I need to worry about where my organization's email goes, because quite
simply, people do dumb things. Things like put payment information in email.
Or PII subject to HIPPA or some other regulatory regime.

Secure SMTP gives me no solace whatsoever, because even if I ensure that my
receiving party's email gateway is secure, I have no assurance that any
relaying happening behind that gateway is secure to the standards that I need
to meet. For example, under many corporate security policies, MPLS tagged
connections between offices is deemed secure -- they trust the telco. My
organization requires an encrypted link or fiber owned and managed by the
organization.

IMO, you're better off operating under the assumption that your email is a
postcard, because it is. Sensitive information should be shared in this order:
in person, in a registered paper letter (the US government permits material up
to the secret level via this means), first class mail, on the phone, via
internal IT systems to other internal recipients, via homing pigeon, email.

------
contingencies
Given the number and state of the certificate barons and their document-as-
stolen marbles, SSL is not really encryption though, is it?

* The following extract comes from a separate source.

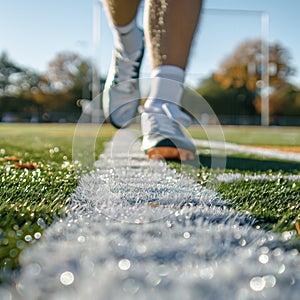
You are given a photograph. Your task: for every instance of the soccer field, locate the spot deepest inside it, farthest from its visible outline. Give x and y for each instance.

I thought this was going to be GPG stats. I bet Google do keep them... and I
bet they have an uncanny correlation with people downloading their Gmail and
leaving the service, or being well placed within the IT industry and vocal
opponents of many of Google's recent policies.

------
izzydata
I'm confused as to why anything isn't 100%. I guess I could maybe understand
0%, but how can it be 50%? I would imagine you either encrypt all email or you
don't encrypt any email. What is the in-between?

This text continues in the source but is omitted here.